Ce qui se passe quand ça casse
Ces câbles ne sont pas invulnérables. Les pannes arrivent plus souvent qu’on ne le croit, causées en majorité par des ancres de navires et des chaluts de pêche qui râpent accidentellement le fond marin. Les tremblements de terre sous-marins en coupent aussi parfois plusieurs d’un coup, comme ce fut le cas en 2006 au large de Taïwan, perturbant massivement les communications entre l’Asie et le reste du monde pendant plusieurs semaines.
Une flotte d’une dizaine de navires câbliers spécialisés, répartis entre quelques opérateurs mondiaux, assure l’entretien et les réparations. Un câble sectionné en eaux profondes peut nécessiter plusieurs semaines d’intervention, à des coûts considérables. Ces navires sont parmi les plus discrets et les plus utiles de la flotte mondiale.
La menace n’est plus seulement accidentelle. Fin 2024 et début 2025, plusieurs incidents ont touché des câbles en mer Baltique et en mer Rouge, soulevant des questions sur d’éventuels sabotages. Les enquêtes ont pointé vers des actes délibérés, et ces événements ont brutalement rappelé à quel point cette infrastructure reste physiquement vulnérable. Pas besoin d’une cyberattaque sophistiquée : une ancre suffit.
L’invisible qui structure notre monde
Il y a quelque chose de presque poétique dans cette idée : le flux d’informations qui semble immatériel, les messages instantanés, les vidéos streamées depuis l’autre bout du globe, les transactions financières en temps réel, tout ça repose sur des fils posés dans le noir absolu, sous des millions de tonnes d’eau, dans des endroits que personne ne verra jamais.

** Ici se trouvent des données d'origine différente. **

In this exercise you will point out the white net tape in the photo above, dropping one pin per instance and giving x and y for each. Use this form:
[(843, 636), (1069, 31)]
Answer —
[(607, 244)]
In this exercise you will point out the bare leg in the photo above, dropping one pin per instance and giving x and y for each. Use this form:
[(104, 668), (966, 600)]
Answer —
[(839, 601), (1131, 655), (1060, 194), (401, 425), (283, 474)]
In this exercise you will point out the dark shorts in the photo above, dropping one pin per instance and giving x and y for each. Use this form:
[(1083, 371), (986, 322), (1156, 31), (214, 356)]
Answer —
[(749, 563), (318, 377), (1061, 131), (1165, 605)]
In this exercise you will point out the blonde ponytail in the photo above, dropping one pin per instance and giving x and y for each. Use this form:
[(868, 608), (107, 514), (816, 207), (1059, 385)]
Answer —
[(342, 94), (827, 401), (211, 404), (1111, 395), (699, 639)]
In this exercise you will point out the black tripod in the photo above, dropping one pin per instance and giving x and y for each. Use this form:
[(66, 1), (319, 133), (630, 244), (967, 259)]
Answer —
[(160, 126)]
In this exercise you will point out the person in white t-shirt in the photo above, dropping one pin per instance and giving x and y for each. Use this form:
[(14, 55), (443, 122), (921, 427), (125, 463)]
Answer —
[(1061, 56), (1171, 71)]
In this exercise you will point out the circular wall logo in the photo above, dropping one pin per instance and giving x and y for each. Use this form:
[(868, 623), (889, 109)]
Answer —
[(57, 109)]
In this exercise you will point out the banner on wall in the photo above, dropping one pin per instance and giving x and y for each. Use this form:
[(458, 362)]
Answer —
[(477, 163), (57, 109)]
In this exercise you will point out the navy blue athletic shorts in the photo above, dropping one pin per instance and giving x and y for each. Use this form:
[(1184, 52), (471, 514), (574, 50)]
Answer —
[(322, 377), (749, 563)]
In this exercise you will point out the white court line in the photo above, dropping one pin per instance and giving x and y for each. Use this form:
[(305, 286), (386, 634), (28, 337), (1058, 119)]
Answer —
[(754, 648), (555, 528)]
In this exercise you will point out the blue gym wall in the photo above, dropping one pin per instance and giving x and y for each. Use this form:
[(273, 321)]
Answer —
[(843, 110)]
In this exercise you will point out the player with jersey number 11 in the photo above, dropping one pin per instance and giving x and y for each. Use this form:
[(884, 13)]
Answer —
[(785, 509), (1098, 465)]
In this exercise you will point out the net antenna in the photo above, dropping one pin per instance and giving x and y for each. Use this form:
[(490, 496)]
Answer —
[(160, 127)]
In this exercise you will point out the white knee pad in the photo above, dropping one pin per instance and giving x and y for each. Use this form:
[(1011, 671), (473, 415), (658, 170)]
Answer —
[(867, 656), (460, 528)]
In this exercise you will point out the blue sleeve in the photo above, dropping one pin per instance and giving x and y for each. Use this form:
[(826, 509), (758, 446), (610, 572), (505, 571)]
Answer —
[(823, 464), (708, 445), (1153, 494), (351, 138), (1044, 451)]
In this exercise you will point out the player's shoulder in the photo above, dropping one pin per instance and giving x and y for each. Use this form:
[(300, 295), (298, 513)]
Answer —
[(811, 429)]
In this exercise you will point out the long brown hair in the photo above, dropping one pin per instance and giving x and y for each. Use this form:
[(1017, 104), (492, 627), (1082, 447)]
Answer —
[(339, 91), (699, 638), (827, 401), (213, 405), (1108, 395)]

La géopolitique des câbles sous-marins est devenue un sujet sérieux dans les chancelleries. Les États-Unis ont exprimé des inquiétudes concernant la présence de l’entreprise chinoise HMN Technologies (anciennement Huawei Marine Networks) dans certains projets de câblage internationaux. L’Union européenne travaille à cartographier ses dépendances et à renforcer la protection juridique de ces infrastructures dans ses eaux territoriales.
On parle souvent du « cloud » comme d’une abstraction légère, quelque chose qui flotte. La réalité, c’est que ce cloud repose sur du béton, du métal et de la fibre optique, enterré sous les continents et les océans. La prochaine fois que vous regardez une série en streaming depuis un autre continent ou que vous envoyez un message à quelqu’un à l’autre bout du monde, sachez que votre donnée a probablement traversé un océan en moins de 100 millisecondes, portée par un câble que personne ne voit et que presque personne ne surveille vraiment. Et c’est peut-être ça, la vraie fragilité du monde connecté.